Professor Nasir is a graduate of UC Berkeley, where she received her BA in Psychology and Social Welfare (with a minor in African American Studies) in 1993. She earned her MA and PhD in Psychological Studies in Education (with a focus on Human Development) from UCLA in 2000. From 2000 to 2008, she was an Assistant Professor in the School of Education at Stanford University, where she won the St. Claire Drake Teaching Award in 2007. Professor Nasir is thrilled to be back on the Berkeley campus and excited to deepen her connections to the undergraduate residential community at Berkeley. She is married with 4 children, and her oldest daughter will begin college next fall. She is passionate about supporting undergraduates in taking full advantage of all of the opportunities that Berkeley makes available and in finding ways to contribute on campus and in the community.

Malo Hutson Dr. Malo André Hutson is an Assistant Professor in the Department of City and Regional Planning at the University of California at Berkeley, Dr. Hutson’s research is concerned with how neighborhood, community, and metropolitan-level factors affect the health and quality of life for urban residents. Specifically, his research is at the intersection of urban planning and health disparities. He also researches how urban policies affect the development of urban space and health.
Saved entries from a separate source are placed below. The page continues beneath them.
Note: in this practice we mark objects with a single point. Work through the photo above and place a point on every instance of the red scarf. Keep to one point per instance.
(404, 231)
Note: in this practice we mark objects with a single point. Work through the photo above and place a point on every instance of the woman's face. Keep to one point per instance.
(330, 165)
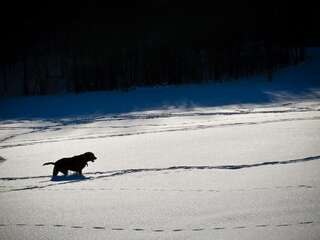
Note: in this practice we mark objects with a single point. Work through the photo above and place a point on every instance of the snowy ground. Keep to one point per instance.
(223, 168)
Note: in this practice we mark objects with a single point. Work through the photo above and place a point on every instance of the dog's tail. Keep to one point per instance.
(48, 163)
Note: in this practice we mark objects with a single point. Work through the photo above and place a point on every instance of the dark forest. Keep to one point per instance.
(66, 46)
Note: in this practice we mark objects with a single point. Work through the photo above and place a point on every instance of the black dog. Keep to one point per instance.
(75, 163)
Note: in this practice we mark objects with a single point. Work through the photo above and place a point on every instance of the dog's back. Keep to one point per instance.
(75, 163)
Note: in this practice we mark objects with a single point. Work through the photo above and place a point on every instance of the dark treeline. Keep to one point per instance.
(84, 46)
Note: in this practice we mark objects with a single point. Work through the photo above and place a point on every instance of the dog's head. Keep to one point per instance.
(90, 156)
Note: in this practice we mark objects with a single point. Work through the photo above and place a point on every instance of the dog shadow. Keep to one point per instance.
(72, 178)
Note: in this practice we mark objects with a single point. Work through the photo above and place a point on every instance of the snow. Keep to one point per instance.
(238, 160)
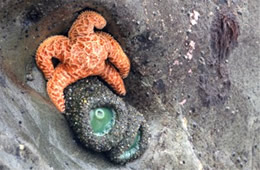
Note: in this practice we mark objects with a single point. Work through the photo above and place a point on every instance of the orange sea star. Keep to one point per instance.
(83, 53)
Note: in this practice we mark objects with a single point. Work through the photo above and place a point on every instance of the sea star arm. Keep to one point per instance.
(55, 46)
(85, 24)
(116, 55)
(56, 85)
(113, 78)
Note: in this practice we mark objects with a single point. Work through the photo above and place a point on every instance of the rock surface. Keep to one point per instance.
(169, 45)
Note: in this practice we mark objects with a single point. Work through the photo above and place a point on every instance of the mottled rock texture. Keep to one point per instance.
(170, 48)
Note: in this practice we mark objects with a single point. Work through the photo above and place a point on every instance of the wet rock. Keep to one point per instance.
(154, 46)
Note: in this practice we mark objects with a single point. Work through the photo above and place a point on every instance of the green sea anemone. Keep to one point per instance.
(97, 116)
(134, 143)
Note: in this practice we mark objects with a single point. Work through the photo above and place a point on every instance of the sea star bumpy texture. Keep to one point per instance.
(83, 53)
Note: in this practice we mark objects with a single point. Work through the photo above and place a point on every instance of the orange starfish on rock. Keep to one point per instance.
(83, 53)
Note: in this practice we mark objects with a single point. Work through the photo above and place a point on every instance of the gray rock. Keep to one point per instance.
(169, 47)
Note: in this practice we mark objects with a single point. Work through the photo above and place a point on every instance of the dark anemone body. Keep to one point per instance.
(81, 99)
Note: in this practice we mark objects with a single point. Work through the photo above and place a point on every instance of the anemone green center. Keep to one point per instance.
(133, 148)
(102, 120)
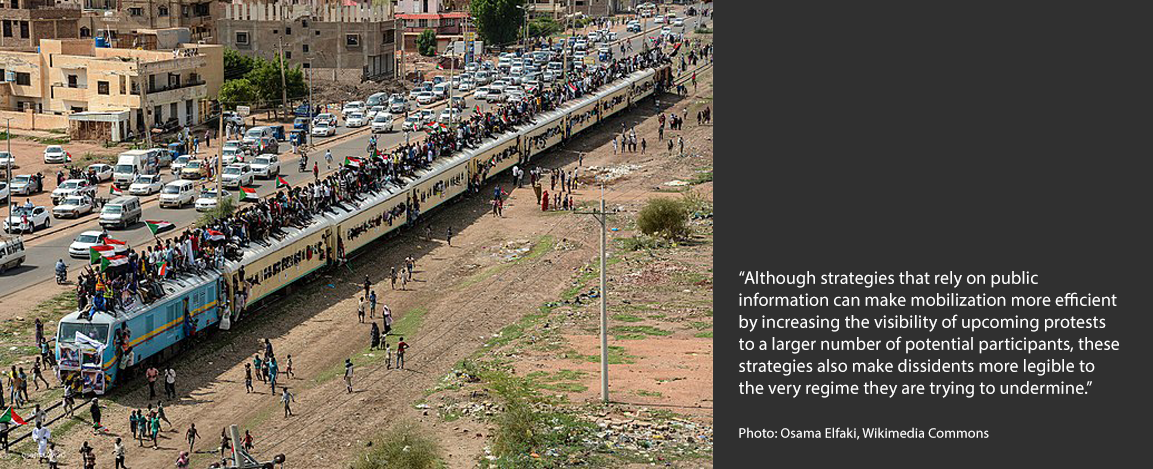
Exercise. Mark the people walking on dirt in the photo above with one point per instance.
(348, 375)
(401, 347)
(118, 454)
(248, 378)
(287, 399)
(170, 383)
(152, 373)
(191, 435)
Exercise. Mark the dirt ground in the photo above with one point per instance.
(460, 297)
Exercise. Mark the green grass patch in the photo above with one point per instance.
(405, 446)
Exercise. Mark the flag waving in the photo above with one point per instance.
(159, 226)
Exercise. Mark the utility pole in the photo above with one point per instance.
(603, 218)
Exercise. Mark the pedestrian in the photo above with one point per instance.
(152, 373)
(286, 398)
(348, 375)
(401, 347)
(170, 383)
(248, 378)
(118, 454)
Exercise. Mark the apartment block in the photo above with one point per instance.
(106, 92)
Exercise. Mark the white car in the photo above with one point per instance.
(145, 184)
(55, 154)
(382, 122)
(266, 165)
(182, 160)
(322, 129)
(37, 217)
(78, 247)
(449, 115)
(353, 107)
(355, 119)
(206, 201)
(103, 172)
(73, 206)
(73, 186)
(236, 174)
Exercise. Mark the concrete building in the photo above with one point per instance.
(338, 40)
(104, 93)
(122, 17)
(24, 23)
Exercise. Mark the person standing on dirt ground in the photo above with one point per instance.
(371, 305)
(118, 454)
(151, 373)
(348, 375)
(248, 378)
(401, 347)
(286, 398)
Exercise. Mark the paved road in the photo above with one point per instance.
(43, 251)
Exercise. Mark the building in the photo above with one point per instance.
(105, 93)
(24, 23)
(559, 8)
(119, 17)
(338, 40)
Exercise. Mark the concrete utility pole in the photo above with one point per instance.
(603, 218)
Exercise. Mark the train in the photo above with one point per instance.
(87, 347)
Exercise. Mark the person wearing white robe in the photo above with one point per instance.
(40, 436)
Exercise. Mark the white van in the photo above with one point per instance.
(129, 164)
(121, 212)
(178, 194)
(12, 252)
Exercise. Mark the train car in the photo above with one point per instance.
(88, 348)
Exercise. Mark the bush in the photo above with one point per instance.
(664, 217)
(406, 446)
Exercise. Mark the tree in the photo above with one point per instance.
(426, 43)
(498, 21)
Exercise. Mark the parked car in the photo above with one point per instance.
(25, 184)
(206, 201)
(73, 206)
(85, 240)
(323, 129)
(266, 166)
(382, 122)
(102, 172)
(55, 154)
(70, 187)
(27, 219)
(355, 119)
(236, 174)
(145, 184)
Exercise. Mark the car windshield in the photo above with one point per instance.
(99, 332)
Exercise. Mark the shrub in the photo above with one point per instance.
(406, 446)
(663, 217)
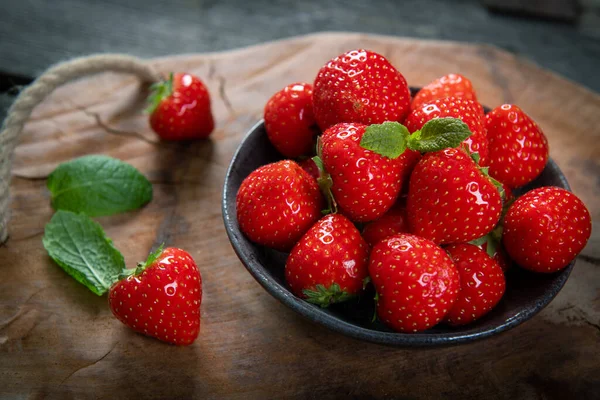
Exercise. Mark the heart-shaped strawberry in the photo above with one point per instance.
(450, 200)
(161, 298)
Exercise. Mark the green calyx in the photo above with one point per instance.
(159, 91)
(325, 182)
(391, 139)
(141, 266)
(493, 240)
(323, 296)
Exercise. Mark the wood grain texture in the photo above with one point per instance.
(58, 340)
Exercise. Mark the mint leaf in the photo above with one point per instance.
(98, 185)
(80, 247)
(387, 139)
(438, 134)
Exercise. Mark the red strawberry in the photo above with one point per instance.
(450, 200)
(277, 204)
(391, 223)
(180, 108)
(482, 284)
(518, 149)
(309, 166)
(546, 228)
(365, 184)
(359, 86)
(161, 298)
(289, 120)
(329, 264)
(469, 111)
(454, 85)
(416, 282)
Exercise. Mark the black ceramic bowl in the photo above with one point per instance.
(526, 292)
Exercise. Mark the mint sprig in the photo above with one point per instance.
(98, 185)
(323, 296)
(391, 139)
(80, 247)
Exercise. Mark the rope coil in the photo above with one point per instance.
(34, 94)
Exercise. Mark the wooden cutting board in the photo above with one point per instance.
(59, 340)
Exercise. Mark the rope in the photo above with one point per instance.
(35, 93)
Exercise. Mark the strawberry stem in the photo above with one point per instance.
(158, 92)
(142, 265)
(323, 296)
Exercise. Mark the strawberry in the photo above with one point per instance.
(391, 223)
(450, 200)
(329, 264)
(454, 85)
(546, 228)
(309, 166)
(289, 120)
(359, 86)
(365, 183)
(482, 284)
(180, 108)
(416, 282)
(277, 204)
(469, 111)
(161, 297)
(518, 149)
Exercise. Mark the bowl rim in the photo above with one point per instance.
(332, 322)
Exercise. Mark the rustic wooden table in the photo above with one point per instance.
(58, 340)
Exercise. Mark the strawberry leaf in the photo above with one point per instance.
(387, 139)
(323, 296)
(438, 134)
(80, 247)
(479, 241)
(158, 92)
(325, 183)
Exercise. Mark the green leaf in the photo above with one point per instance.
(438, 134)
(80, 247)
(98, 185)
(479, 241)
(319, 163)
(492, 244)
(159, 91)
(387, 139)
(151, 258)
(323, 296)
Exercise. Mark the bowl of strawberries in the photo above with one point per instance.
(406, 217)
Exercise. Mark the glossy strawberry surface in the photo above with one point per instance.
(277, 203)
(185, 113)
(482, 283)
(546, 228)
(391, 223)
(331, 253)
(454, 85)
(518, 149)
(164, 300)
(417, 284)
(365, 184)
(359, 86)
(469, 111)
(289, 120)
(450, 200)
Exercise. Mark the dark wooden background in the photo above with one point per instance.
(57, 340)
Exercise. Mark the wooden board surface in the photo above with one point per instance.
(58, 340)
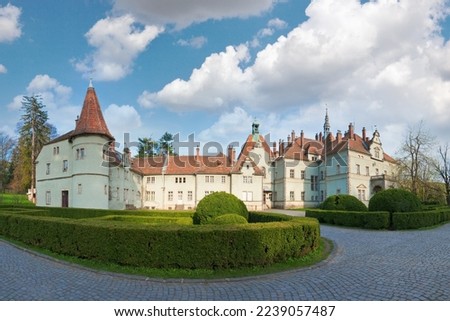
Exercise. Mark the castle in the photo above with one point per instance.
(83, 169)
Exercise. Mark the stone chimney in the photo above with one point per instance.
(231, 154)
(351, 131)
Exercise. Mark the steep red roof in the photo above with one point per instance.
(91, 119)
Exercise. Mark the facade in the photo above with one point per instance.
(82, 169)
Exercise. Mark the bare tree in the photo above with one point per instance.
(415, 157)
(442, 166)
(6, 148)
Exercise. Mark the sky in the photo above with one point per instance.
(212, 67)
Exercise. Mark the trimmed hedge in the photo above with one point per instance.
(343, 203)
(228, 219)
(167, 246)
(414, 220)
(367, 220)
(218, 203)
(395, 200)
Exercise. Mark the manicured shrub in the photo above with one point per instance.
(366, 220)
(167, 246)
(216, 204)
(343, 203)
(414, 220)
(395, 200)
(228, 219)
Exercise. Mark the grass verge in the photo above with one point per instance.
(324, 250)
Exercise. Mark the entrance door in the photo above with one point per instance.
(65, 199)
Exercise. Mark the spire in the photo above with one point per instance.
(326, 125)
(91, 119)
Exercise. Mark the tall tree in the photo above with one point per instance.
(166, 144)
(34, 133)
(442, 166)
(147, 147)
(415, 157)
(6, 150)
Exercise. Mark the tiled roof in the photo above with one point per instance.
(91, 119)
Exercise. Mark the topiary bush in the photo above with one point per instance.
(228, 219)
(343, 203)
(217, 204)
(395, 200)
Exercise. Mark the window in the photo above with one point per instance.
(80, 153)
(247, 196)
(377, 152)
(48, 198)
(362, 194)
(314, 183)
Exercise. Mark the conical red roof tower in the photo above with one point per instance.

Dr. Hutson earned both his bachelor’s of art in sociology and masters of city planning degree from the University of California at Berkeley and his doctorate in urban and regional planning from the School of Architecture and Planning at the Massachusetts Institute of Technology. Prior to joining the faculty at Berkeley, Dr. Hutson was a Robert Wood Johnson Health and Society Scholar at the Center for Social Epidemiology and Population Health in the School of Public Health at the University of Michigan.